Cycling Potrero Hill can demand more than a strenuous climb or two…or three. It can be an adventure, intended or not. I first discovered the Hill as a bike messenger after moving to San Francisco in 1982. A notable neighborhood feature is that while it’s a hill, it’s shaped like a mountain. Most San Francisco knolls have up and down slopes. The Hill’s contours, uneven ridgeline and dead-end streets require cyclists to properly navigate it to avoid having to make an extra climb. A navigational error can add an unnecessary steep ascent.
In the previous century, before the technology industry proved itself “disruptive,” a messenger might pick up several small packages in Financial District high rises, sprint south to make deliveries in South-of-Market and Showplace Square and then climb the Hill’s steep pavement, usually up to 18th or 20th streets. Along the route there might be a package to be retrieved on the Hill for delivery back Downtown. And the rider might stop for some needed calories at Chiotras, the Hill’s historic “corner store not on a corner.”
To make a pickup in the Mission District, the messenger would wind down what’s truly the world’s crookedest street and over the freeway. Or the courier might ride the other direction to deliver in Dogpatch, Bayview, Candlestick Park and beyond.
Somewhere on the Hill’s upper northern slope a courier might pause to view the Bay Area; the draw was most often the Downtown skyscrapers. Less than half an hour earlier he’d been in those buildings; now they looked far away. In this moment of serenity, the high rises seemed almost otherworldly compared to the noisy, jampacked streets they occupied.

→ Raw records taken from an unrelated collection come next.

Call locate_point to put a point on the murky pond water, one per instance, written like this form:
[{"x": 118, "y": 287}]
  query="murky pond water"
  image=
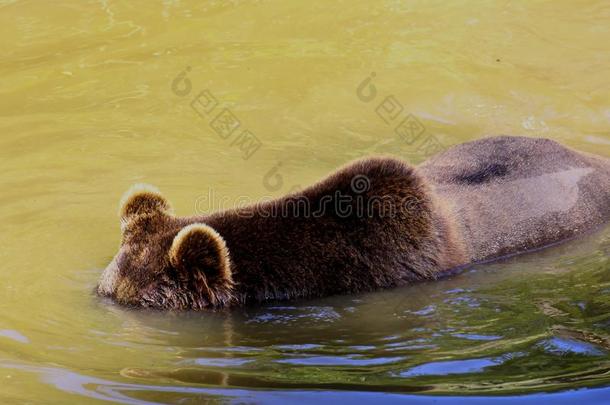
[{"x": 99, "y": 95}]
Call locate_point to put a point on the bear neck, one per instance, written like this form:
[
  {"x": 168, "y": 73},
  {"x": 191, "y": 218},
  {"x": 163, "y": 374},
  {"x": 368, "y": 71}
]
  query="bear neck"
[{"x": 280, "y": 250}]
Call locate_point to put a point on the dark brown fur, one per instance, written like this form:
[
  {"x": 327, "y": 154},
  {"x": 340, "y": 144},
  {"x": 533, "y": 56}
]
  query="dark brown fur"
[{"x": 448, "y": 212}]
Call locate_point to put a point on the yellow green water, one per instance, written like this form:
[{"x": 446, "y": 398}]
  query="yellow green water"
[{"x": 91, "y": 101}]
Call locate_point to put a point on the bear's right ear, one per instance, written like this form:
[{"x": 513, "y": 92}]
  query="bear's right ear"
[
  {"x": 201, "y": 257},
  {"x": 142, "y": 199}
]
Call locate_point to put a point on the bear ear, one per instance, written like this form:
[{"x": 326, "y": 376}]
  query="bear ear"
[
  {"x": 142, "y": 199},
  {"x": 200, "y": 256}
]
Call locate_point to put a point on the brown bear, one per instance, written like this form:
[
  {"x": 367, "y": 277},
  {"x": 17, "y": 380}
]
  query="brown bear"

My courier work introduced me to the Hill, but it was my career in mosquito control that took me everywhere in the neighborhood. A mosquito control technician rides their bike on every City street, except the Presidio, to inspect sewer basins. If the basin contains water, the technician drops an organic larvicide into it to kill mosquito larvae.
In my eight years as a mosquito control tech people occasionally asked me what I was doing. Whether I was in Pacific Heights or Potrero Annex-Terrace, San Franciscans seemed to respect the difficulty of this public service task that wasn’t bothering anyone. Except baby mosquitoes.
Messengers and mosquito control techs find money, tools and other valuables on the streets. One Indian summer afternoon in 2015, I was working mosquito control on Carolina Street. I shifted into low gear to complete my climb to 22nd and Carolina streets, a 320-foot high peak. Approaching the intersection, I saw a box sitting in the middle of it. As if to reward me for climbing to its peak, the Hill had given me a case of wine!
With bungee cords, I carefully strapped the case to my rear rack and walked my bike down the hill. At Potrero del Sol Park, I rendezvoused with co-workers and gave them a few bottles. Later, one colleague went online to look up the prices. The case’s total value was more than $600, making it my most valuable “ground score” ever.